There was a long silence from the front of the car. "Nothing, I suppose. I have spent my life serving the Tora estate, probably from habit. Habit is very safe. The war soils everything, however. Perhaps I should change my habit, too."
Nicole’s weight was thrown from one side of the car to the other as her stomach evidenced a sickening skid, the whine of the car’s motor rising and falling in rapid succession. "It is only a guess, Baadek; but are you driving too fast?"
The motion of the car slowed as the whine from the motor decreased. "Yes… Thank you. And my apologies."

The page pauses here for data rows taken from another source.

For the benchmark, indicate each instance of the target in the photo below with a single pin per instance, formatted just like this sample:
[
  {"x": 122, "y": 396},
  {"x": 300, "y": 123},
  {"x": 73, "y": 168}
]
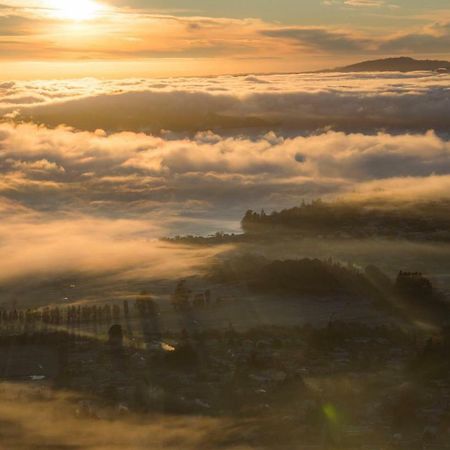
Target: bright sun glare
[{"x": 75, "y": 9}]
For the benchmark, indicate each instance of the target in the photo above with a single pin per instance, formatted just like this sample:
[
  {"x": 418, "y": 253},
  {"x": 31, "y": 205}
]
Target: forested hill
[
  {"x": 401, "y": 64},
  {"x": 428, "y": 220}
]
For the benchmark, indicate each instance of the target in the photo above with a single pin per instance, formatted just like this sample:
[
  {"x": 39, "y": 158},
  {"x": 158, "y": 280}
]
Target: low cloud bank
[
  {"x": 306, "y": 102},
  {"x": 208, "y": 177}
]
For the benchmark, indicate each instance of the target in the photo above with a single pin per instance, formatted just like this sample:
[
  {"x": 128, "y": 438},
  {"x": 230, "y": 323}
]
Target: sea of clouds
[{"x": 91, "y": 169}]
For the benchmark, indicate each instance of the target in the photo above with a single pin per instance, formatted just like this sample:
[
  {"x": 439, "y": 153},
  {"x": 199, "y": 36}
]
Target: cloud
[
  {"x": 436, "y": 37},
  {"x": 321, "y": 39},
  {"x": 33, "y": 417},
  {"x": 207, "y": 177},
  {"x": 94, "y": 200},
  {"x": 301, "y": 102}
]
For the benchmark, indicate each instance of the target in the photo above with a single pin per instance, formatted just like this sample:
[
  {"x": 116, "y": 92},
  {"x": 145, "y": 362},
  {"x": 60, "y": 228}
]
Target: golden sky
[{"x": 66, "y": 38}]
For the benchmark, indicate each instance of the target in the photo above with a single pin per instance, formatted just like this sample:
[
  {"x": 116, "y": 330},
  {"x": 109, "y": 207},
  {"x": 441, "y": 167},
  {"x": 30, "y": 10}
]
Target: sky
[{"x": 122, "y": 38}]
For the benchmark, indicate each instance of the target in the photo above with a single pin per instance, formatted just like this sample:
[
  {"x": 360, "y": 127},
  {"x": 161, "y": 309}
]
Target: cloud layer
[
  {"x": 93, "y": 198},
  {"x": 302, "y": 102}
]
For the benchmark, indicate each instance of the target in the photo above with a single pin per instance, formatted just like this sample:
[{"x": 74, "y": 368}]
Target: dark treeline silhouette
[
  {"x": 354, "y": 219},
  {"x": 304, "y": 276}
]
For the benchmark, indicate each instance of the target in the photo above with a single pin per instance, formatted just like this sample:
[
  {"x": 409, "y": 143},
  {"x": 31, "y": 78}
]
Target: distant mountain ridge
[{"x": 401, "y": 64}]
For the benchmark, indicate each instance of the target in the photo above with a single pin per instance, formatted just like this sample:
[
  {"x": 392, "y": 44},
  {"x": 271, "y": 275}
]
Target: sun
[{"x": 77, "y": 10}]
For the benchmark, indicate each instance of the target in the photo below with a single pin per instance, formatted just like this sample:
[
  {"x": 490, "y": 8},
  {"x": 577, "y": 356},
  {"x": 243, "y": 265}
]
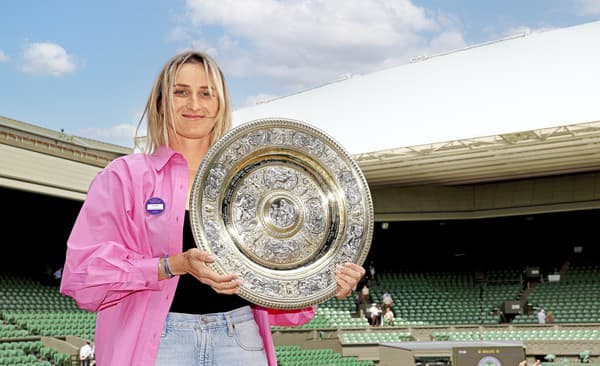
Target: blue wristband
[{"x": 166, "y": 267}]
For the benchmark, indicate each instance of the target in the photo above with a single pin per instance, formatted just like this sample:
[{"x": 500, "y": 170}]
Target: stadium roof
[
  {"x": 519, "y": 107},
  {"x": 39, "y": 160}
]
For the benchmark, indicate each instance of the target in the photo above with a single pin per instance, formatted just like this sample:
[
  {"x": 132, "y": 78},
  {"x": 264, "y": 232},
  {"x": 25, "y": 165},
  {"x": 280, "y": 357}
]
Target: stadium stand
[{"x": 35, "y": 321}]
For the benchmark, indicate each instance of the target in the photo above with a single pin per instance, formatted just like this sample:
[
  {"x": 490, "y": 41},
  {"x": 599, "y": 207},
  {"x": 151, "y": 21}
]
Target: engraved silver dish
[{"x": 281, "y": 203}]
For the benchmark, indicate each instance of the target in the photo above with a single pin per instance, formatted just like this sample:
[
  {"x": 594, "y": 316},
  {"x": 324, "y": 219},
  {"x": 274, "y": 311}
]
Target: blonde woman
[{"x": 131, "y": 256}]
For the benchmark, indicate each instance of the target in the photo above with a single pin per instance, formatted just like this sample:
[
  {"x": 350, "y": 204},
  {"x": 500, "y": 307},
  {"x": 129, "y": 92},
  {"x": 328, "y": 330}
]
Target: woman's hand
[
  {"x": 347, "y": 278},
  {"x": 195, "y": 262}
]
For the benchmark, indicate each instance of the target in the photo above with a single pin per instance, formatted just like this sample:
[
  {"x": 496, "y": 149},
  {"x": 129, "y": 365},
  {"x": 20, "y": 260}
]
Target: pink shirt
[{"x": 112, "y": 258}]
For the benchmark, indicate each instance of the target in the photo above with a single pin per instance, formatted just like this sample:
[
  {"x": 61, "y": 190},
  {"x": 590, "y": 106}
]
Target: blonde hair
[{"x": 159, "y": 107}]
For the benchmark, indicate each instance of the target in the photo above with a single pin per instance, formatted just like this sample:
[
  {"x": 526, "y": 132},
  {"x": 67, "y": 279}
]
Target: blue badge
[{"x": 155, "y": 205}]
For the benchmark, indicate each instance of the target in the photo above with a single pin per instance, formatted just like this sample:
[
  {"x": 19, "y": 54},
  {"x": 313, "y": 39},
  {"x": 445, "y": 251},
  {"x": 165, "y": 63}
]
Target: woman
[{"x": 131, "y": 256}]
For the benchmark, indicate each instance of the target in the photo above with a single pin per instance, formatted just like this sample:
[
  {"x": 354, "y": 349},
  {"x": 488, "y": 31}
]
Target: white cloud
[
  {"x": 304, "y": 43},
  {"x": 258, "y": 99},
  {"x": 588, "y": 7},
  {"x": 47, "y": 59},
  {"x": 121, "y": 134}
]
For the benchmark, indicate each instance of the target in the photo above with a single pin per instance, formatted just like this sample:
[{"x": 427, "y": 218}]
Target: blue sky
[{"x": 87, "y": 66}]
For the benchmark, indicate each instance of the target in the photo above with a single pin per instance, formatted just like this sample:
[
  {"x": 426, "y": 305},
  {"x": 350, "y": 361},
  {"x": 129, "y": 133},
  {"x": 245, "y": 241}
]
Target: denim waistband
[{"x": 214, "y": 320}]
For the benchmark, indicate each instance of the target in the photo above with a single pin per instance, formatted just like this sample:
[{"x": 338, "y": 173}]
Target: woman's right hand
[{"x": 195, "y": 262}]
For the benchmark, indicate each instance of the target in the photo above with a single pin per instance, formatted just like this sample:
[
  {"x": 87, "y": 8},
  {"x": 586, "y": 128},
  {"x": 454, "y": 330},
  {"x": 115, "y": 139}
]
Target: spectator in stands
[
  {"x": 372, "y": 274},
  {"x": 365, "y": 295},
  {"x": 386, "y": 300},
  {"x": 549, "y": 317},
  {"x": 85, "y": 354},
  {"x": 541, "y": 316},
  {"x": 388, "y": 316},
  {"x": 131, "y": 255},
  {"x": 374, "y": 314}
]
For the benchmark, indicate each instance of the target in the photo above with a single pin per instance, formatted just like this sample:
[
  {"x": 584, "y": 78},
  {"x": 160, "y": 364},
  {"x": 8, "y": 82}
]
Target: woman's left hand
[{"x": 347, "y": 278}]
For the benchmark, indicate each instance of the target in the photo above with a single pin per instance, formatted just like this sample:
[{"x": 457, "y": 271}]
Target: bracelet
[{"x": 166, "y": 267}]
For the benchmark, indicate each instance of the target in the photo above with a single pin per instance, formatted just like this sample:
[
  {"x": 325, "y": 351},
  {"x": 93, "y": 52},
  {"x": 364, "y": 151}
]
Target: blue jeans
[{"x": 227, "y": 339}]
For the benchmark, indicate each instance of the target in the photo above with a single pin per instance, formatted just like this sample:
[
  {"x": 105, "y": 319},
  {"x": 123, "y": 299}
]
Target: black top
[{"x": 194, "y": 297}]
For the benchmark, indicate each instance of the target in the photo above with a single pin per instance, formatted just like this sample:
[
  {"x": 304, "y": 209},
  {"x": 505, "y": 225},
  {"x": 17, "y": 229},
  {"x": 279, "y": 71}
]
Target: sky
[{"x": 86, "y": 67}]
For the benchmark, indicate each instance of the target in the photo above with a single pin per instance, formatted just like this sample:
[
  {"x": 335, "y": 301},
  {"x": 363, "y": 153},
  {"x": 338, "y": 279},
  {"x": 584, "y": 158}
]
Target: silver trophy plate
[{"x": 282, "y": 204}]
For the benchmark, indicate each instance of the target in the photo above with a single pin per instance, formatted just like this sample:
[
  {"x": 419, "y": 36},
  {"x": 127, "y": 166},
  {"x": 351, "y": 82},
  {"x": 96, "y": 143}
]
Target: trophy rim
[{"x": 196, "y": 194}]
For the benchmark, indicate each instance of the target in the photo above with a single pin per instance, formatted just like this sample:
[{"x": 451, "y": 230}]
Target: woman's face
[{"x": 194, "y": 105}]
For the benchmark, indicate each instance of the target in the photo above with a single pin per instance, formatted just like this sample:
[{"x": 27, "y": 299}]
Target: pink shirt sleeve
[{"x": 105, "y": 260}]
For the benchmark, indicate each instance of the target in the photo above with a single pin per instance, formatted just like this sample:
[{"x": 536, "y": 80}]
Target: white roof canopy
[{"x": 526, "y": 82}]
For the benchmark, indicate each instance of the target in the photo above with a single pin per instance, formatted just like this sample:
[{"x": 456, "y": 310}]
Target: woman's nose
[{"x": 195, "y": 103}]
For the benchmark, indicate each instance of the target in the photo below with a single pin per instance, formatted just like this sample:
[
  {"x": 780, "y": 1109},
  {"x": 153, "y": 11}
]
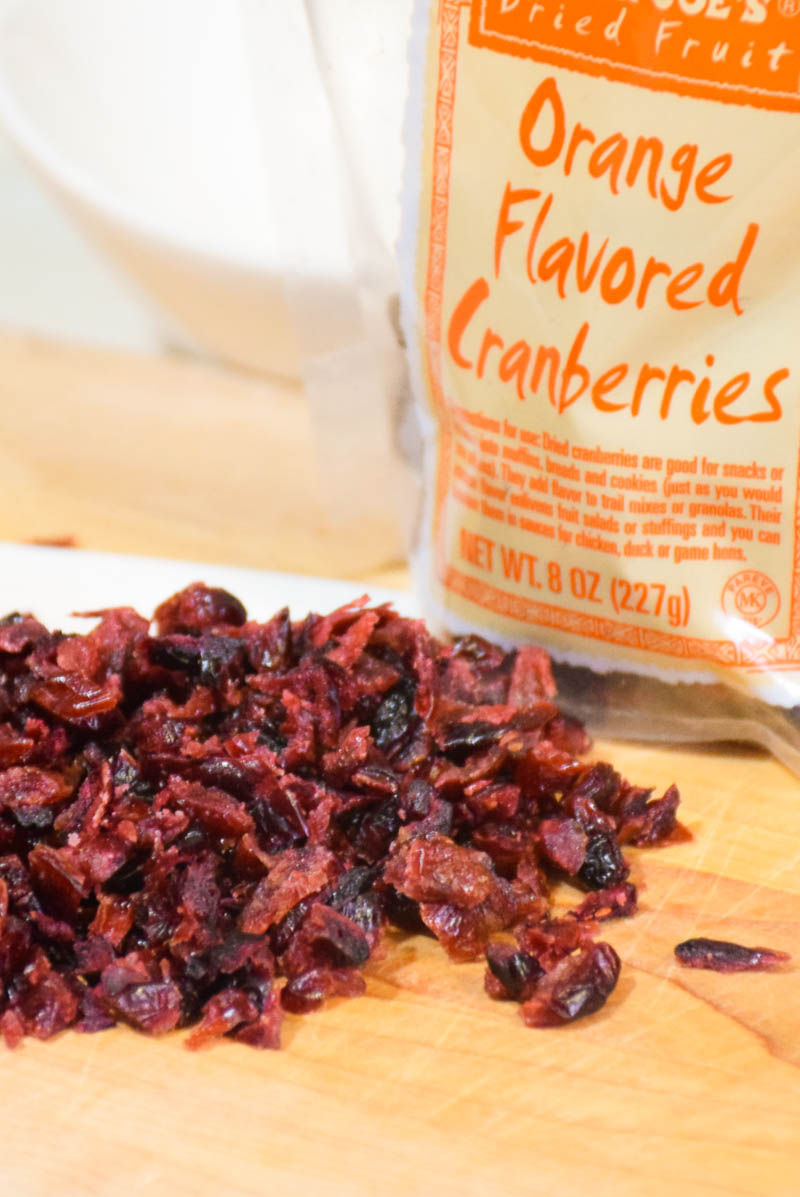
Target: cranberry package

She leaned her head against the back of the seat. Baadek, the long-suffering family retainer coming home to its master hauling a drug-blitzed child and a backseat driver. Nicole yawned from the drying heat blowing on her legs. Perhaps I could take some of the weight from Baadek’s already overburdened shoulders. "Baadek?"
"Yes, Joanne Nicole?"
"I will say nothing to Tora Soam concerning what happened today."
"Thank you. I will remember this."
"How much longer will we be riding?"
"We are almost a third of the way to the estate."
The warm air and sleep tugged at her. She moved her shoulders into the upholstered corner between the door and seat, her face leaned against something soft to her left. Vaguely she felt the gentle rocking of the car…
…Happy paste.
There had been reports that a large percentage of USEF personnel coming back from Amadeen had the habit.
How long had it taken Ted Makai to kick it? He never did, really. He just substituted other things.
In the Storm Mountain officers club that time, Ted at the bar tossing down doubles. He was an island of dead gloom in a sea of laughter, trying to numb the nervous system that made him a rare exception among the Universe’s life forms.
He ordered another.
"Ted, aren’t you nailing those things down pretty fast?"